Piero V.

A small journey with my Orange Pi Zero

A couple of weeks ago, Debian Bookworm became stable. I have a few devices running stable, including an Orange Pi Zero I use to open and close my garage door with a Telegram bot.

So, I SSH’ed in it, and ran the following commands:

apt update
apt upgrade
apt dist-upgrade

Without even changing my /etc/apt/sources.list because I already keep stable instead of the codename 😎️.

End of the story, just like any other major Debian update there in the last 6 years… Or is it?

I just wanted a new kernel…

Many boot files were dated June 2017, so the system probably started as Debian Stretch. And actually, it was an Armbian installation (which uses the official Debian repos, contrarily to Raspbian, plus a custom repository for a few additional packages).

The Linux kernel was one of these custom packages, and its version was 4.11.3, released on May 25, 2017, so quite old.
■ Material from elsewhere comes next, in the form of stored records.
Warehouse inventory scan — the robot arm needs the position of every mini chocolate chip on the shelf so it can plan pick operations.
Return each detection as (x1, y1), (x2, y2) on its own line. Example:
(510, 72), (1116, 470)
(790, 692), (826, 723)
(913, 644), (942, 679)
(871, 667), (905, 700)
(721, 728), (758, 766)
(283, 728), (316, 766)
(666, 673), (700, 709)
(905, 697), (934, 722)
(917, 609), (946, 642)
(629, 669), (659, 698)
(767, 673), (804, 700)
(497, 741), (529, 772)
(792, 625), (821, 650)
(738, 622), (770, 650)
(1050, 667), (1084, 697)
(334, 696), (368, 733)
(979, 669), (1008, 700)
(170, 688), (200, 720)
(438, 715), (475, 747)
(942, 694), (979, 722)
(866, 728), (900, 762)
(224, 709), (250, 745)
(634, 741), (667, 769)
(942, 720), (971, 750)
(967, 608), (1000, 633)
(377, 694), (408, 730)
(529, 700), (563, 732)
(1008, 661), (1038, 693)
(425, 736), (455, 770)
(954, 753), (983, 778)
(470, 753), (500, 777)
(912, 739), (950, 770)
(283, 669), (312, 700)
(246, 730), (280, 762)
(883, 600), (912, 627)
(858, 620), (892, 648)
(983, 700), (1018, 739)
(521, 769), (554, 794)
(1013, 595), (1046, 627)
I wanted a more recent kernel with security vulnerabilities fixed and all the other improvements.

Debian supports a configuration they call ARMMP (ARM multiplatform). With a single kernel and DeviceTree, it targets many different devices, and the Orange Pi is one of them. So, I tried to install Debian’s official kernel instead of the one I was using… and for the first time in 6 years, I screwed up to the point I needed to remove the thumb drive I use as storage on that system. It was somehow annoying because the board is in an electrical box, and there were several things I needed to move to get to it. I tried to troubleshoot it for an entire evening without success. Eventually, I went back to the old kernel, closed the box, and moved everything again.

Long story short, ARM computers need a bootloader, often U-Boot, and a boot script. You can think of it as the GRUB and its configuration equivalent on x86 computers. However, it is less integrated, and Debian does not update boot files for you out of the box.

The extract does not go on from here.